A half-century from their debut, Monty Python shares something else with the Beatles: remaining eternally ripe for discovery by new generations of fans. The best tribute to Python’s innovation is also Beatle-derived. Both groups’ success resulted in the coining of new adjectives: Beatlesque and Pythonesque. Apply them to something today, and everyone knows what you mean.

2 thoughts on “Monty Python’s Lonely Hearts Club Band

  1. “…and, as they only appear in this opening sequence, you are past them now.”

    Growing up in Bishop, California, which had no PBS station, not even on cable, I had no idea Monty Python was a TV show.

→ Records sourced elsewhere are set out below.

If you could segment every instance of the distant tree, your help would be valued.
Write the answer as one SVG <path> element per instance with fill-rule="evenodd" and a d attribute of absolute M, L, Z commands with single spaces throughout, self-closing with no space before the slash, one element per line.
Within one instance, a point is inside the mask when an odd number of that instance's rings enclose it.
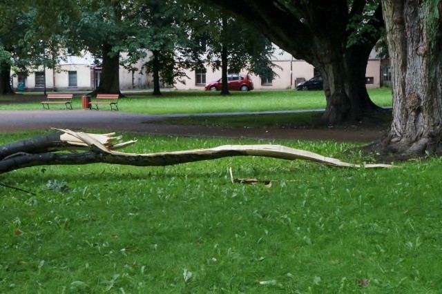
<path fill-rule="evenodd" d="M 365 70 L 383 27 L 380 0 L 204 0 L 258 28 L 280 48 L 312 64 L 324 79 L 324 122 L 361 119 L 377 110 Z"/>
<path fill-rule="evenodd" d="M 200 7 L 198 20 L 193 26 L 199 26 L 196 31 L 204 40 L 204 61 L 213 70 L 221 68 L 222 95 L 229 95 L 228 71 L 245 70 L 258 76 L 273 77 L 273 48 L 264 35 L 222 10 L 206 6 Z"/>
<path fill-rule="evenodd" d="M 151 52 L 145 66 L 153 75 L 154 95 L 161 95 L 162 81 L 183 82 L 184 70 L 197 67 L 198 48 L 190 36 L 193 17 L 186 3 L 172 0 L 139 0 L 129 16 L 136 36 L 124 49 L 129 52 L 124 62 L 130 66 Z"/>
<path fill-rule="evenodd" d="M 2 2 L 0 11 L 0 91 L 10 94 L 12 66 L 25 74 L 57 66 L 73 39 L 69 28 L 77 14 L 71 1 L 56 0 Z"/>

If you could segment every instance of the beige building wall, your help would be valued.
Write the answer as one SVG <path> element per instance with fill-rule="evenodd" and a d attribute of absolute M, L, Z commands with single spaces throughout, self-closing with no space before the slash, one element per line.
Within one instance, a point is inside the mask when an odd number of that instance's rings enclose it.
<path fill-rule="evenodd" d="M 147 59 L 143 59 L 134 65 L 137 69 L 128 71 L 120 67 L 119 86 L 121 90 L 145 89 L 149 87 L 151 77 L 146 73 L 143 65 Z M 55 87 L 58 91 L 91 91 L 95 88 L 95 79 L 99 76 L 97 72 L 100 68 L 93 64 L 92 56 L 85 53 L 81 57 L 67 56 L 65 61 L 61 61 L 57 70 L 46 68 L 46 87 L 47 90 L 52 90 Z M 69 72 L 77 72 L 77 86 L 69 86 Z M 44 89 L 43 84 L 44 68 L 41 67 L 37 72 L 28 77 L 21 77 L 19 74 L 12 73 L 12 86 L 15 90 L 18 90 L 18 83 L 24 82 L 25 89 L 30 91 L 42 91 Z M 39 77 L 38 76 L 41 76 Z M 36 84 L 36 81 L 39 81 Z"/>
<path fill-rule="evenodd" d="M 296 85 L 301 81 L 309 79 L 314 76 L 314 68 L 312 65 L 303 60 L 276 60 L 273 61 L 279 66 L 273 68 L 273 71 L 278 75 L 272 81 L 271 84 L 262 84 L 261 78 L 250 75 L 256 90 L 286 90 L 294 89 Z M 367 65 L 366 77 L 369 79 L 369 83 L 367 84 L 367 88 L 379 88 L 380 86 L 380 68 L 381 61 L 379 59 L 371 59 Z M 213 72 L 211 68 L 206 68 L 206 83 L 216 81 L 221 78 L 221 71 Z M 240 72 L 240 73 L 246 73 Z M 186 84 L 177 83 L 175 87 L 177 90 L 204 90 L 204 86 L 196 85 L 195 72 L 194 71 L 186 71 L 189 79 L 185 79 Z"/>

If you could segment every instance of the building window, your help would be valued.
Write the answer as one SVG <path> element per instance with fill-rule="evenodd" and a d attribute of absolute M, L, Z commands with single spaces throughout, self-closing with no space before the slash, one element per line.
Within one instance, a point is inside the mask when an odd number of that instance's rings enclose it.
<path fill-rule="evenodd" d="M 195 71 L 195 79 L 196 81 L 196 86 L 205 86 L 206 85 L 206 69 L 202 68 Z"/>
<path fill-rule="evenodd" d="M 17 83 L 23 83 L 24 87 L 28 86 L 28 79 L 26 75 L 18 74 L 17 75 Z"/>
<path fill-rule="evenodd" d="M 374 84 L 374 77 L 365 77 L 365 84 L 366 85 L 372 85 Z"/>
<path fill-rule="evenodd" d="M 261 78 L 261 86 L 271 86 L 273 83 L 273 79 L 270 79 L 267 77 L 260 77 Z"/>
<path fill-rule="evenodd" d="M 69 71 L 69 87 L 77 87 L 77 72 Z"/>
<path fill-rule="evenodd" d="M 44 88 L 44 72 L 35 72 L 35 88 Z"/>

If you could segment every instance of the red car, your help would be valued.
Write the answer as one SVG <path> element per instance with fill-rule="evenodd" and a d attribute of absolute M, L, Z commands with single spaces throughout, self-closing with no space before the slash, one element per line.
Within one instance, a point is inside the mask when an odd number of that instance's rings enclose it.
<path fill-rule="evenodd" d="M 227 75 L 227 88 L 229 90 L 249 91 L 253 90 L 253 83 L 251 81 L 249 75 Z M 204 87 L 204 90 L 206 91 L 221 90 L 221 79 L 207 84 Z"/>

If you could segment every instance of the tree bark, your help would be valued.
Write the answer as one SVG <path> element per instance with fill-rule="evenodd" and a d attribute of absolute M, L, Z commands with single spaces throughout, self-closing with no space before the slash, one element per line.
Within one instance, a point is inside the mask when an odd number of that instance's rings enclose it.
<path fill-rule="evenodd" d="M 227 48 L 224 45 L 221 46 L 221 95 L 229 95 L 227 87 Z"/>
<path fill-rule="evenodd" d="M 112 45 L 103 44 L 102 69 L 99 85 L 94 92 L 96 94 L 119 94 L 119 52 L 112 52 Z"/>
<path fill-rule="evenodd" d="M 365 1 L 354 0 L 351 10 L 345 0 L 205 1 L 244 19 L 280 48 L 319 70 L 324 79 L 327 99 L 323 122 L 336 124 L 359 120 L 379 109 L 369 99 L 365 75 L 368 55 L 382 26 L 376 21 L 382 20 L 380 6 L 374 14 L 378 19 L 371 23 L 377 31 L 364 35 L 349 46 L 349 19 L 362 13 Z M 363 54 L 356 54 L 358 50 L 362 50 Z"/>
<path fill-rule="evenodd" d="M 158 50 L 152 51 L 152 75 L 153 76 L 153 95 L 160 95 L 160 52 Z"/>
<path fill-rule="evenodd" d="M 442 151 L 442 1 L 383 0 L 393 77 L 384 153 Z"/>
<path fill-rule="evenodd" d="M 221 95 L 226 96 L 229 95 L 230 92 L 229 92 L 229 88 L 227 87 L 227 71 L 228 71 L 228 64 L 229 64 L 229 57 L 227 56 L 227 40 L 229 38 L 229 36 L 227 36 L 227 19 L 225 15 L 222 15 L 221 17 Z"/>

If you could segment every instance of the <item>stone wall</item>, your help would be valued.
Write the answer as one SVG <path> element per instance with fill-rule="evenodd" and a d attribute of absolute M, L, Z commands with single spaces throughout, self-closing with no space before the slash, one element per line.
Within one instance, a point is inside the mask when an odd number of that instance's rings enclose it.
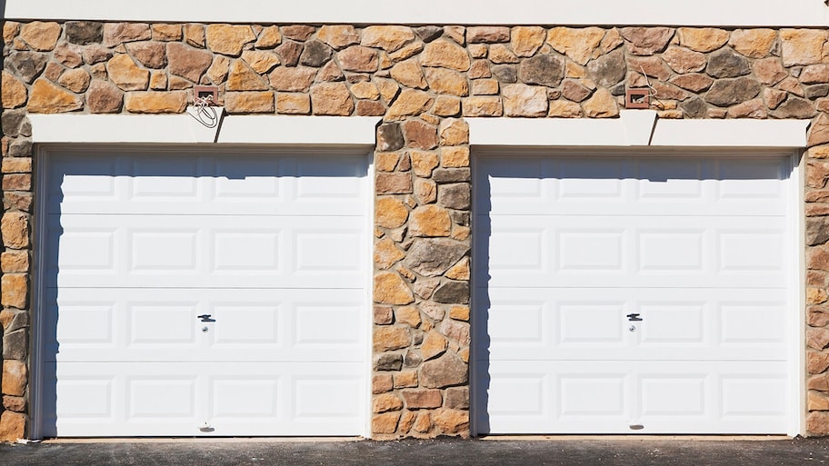
<path fill-rule="evenodd" d="M 613 118 L 651 85 L 661 118 L 814 118 L 805 161 L 808 431 L 829 434 L 827 31 L 670 27 L 3 25 L 3 411 L 26 435 L 27 113 L 375 115 L 372 430 L 469 434 L 470 153 L 464 117 Z"/>

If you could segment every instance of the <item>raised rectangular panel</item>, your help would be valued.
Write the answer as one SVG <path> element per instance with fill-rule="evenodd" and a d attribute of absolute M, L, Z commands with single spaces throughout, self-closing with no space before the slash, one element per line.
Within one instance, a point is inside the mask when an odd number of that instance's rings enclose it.
<path fill-rule="evenodd" d="M 112 376 L 67 377 L 57 381 L 58 418 L 96 419 L 115 416 Z"/>
<path fill-rule="evenodd" d="M 130 345 L 195 345 L 197 306 L 196 302 L 129 304 Z"/>
<path fill-rule="evenodd" d="M 718 237 L 722 271 L 781 270 L 785 264 L 783 232 L 723 231 Z"/>
<path fill-rule="evenodd" d="M 333 231 L 332 231 L 333 230 Z M 325 233 L 299 231 L 294 240 L 295 271 L 357 272 L 363 269 L 360 232 L 329 228 Z"/>
<path fill-rule="evenodd" d="M 624 344 L 624 302 L 565 302 L 559 305 L 558 339 L 563 346 Z"/>
<path fill-rule="evenodd" d="M 643 416 L 703 416 L 709 406 L 707 375 L 648 374 L 639 377 L 639 406 Z"/>
<path fill-rule="evenodd" d="M 60 235 L 60 243 L 55 251 L 58 257 L 57 269 L 113 272 L 115 237 L 115 230 L 109 229 L 72 228 L 70 232 L 65 232 Z"/>
<path fill-rule="evenodd" d="M 488 310 L 491 346 L 538 346 L 544 343 L 544 302 L 499 301 Z"/>
<path fill-rule="evenodd" d="M 689 343 L 702 344 L 706 340 L 704 302 L 652 302 L 641 303 L 638 312 L 643 322 L 642 343 L 662 348 Z"/>
<path fill-rule="evenodd" d="M 62 302 L 60 314 L 55 312 L 57 322 L 49 324 L 56 326 L 57 341 L 64 349 L 73 345 L 112 347 L 115 308 L 115 302 Z"/>
<path fill-rule="evenodd" d="M 279 230 L 270 232 L 216 232 L 214 268 L 219 272 L 279 270 Z"/>
<path fill-rule="evenodd" d="M 197 233 L 130 232 L 133 271 L 195 271 Z"/>
<path fill-rule="evenodd" d="M 489 382 L 487 412 L 493 416 L 537 417 L 549 414 L 545 400 L 548 375 L 544 373 L 497 374 Z"/>
<path fill-rule="evenodd" d="M 195 378 L 128 377 L 129 418 L 190 418 L 196 414 Z"/>
<path fill-rule="evenodd" d="M 624 375 L 560 374 L 562 417 L 618 416 L 624 413 Z"/>
<path fill-rule="evenodd" d="M 249 377 L 209 378 L 213 399 L 212 418 L 278 416 L 281 398 L 278 374 Z"/>
<path fill-rule="evenodd" d="M 720 319 L 724 345 L 786 342 L 787 312 L 784 302 L 722 302 Z"/>
<path fill-rule="evenodd" d="M 787 385 L 781 374 L 725 374 L 722 378 L 723 416 L 784 415 Z"/>
<path fill-rule="evenodd" d="M 215 320 L 208 323 L 213 328 L 214 349 L 224 345 L 252 348 L 282 343 L 278 303 L 217 303 L 210 306 L 207 312 Z"/>
<path fill-rule="evenodd" d="M 562 272 L 620 272 L 624 267 L 620 231 L 561 232 L 558 266 Z"/>
<path fill-rule="evenodd" d="M 363 382 L 359 376 L 301 375 L 294 380 L 294 420 L 325 422 L 327 419 L 358 419 Z"/>
<path fill-rule="evenodd" d="M 703 163 L 698 160 L 642 159 L 638 168 L 639 198 L 649 202 L 701 199 Z"/>
<path fill-rule="evenodd" d="M 639 268 L 642 271 L 702 271 L 703 232 L 640 231 Z"/>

When the second album showed up in a batch of promo LPs at KIBS, I had no idea there was a first album. I thought they were the British answer to Firesign Theater—an audio-only comedy troupe.

    I soon learned, and like you, became one of those guys. When I want to unnerve someone who tosses off something like “ask me anything”, they’ll get “Which great opponent of Cartesian dualism resists the reduction of psychological phenomenon to a physical state and insists there is no point of contact between the extended and the unextended?”

    I asked Siri that once. She immediately brought up links to Henri Bergson. Impressive.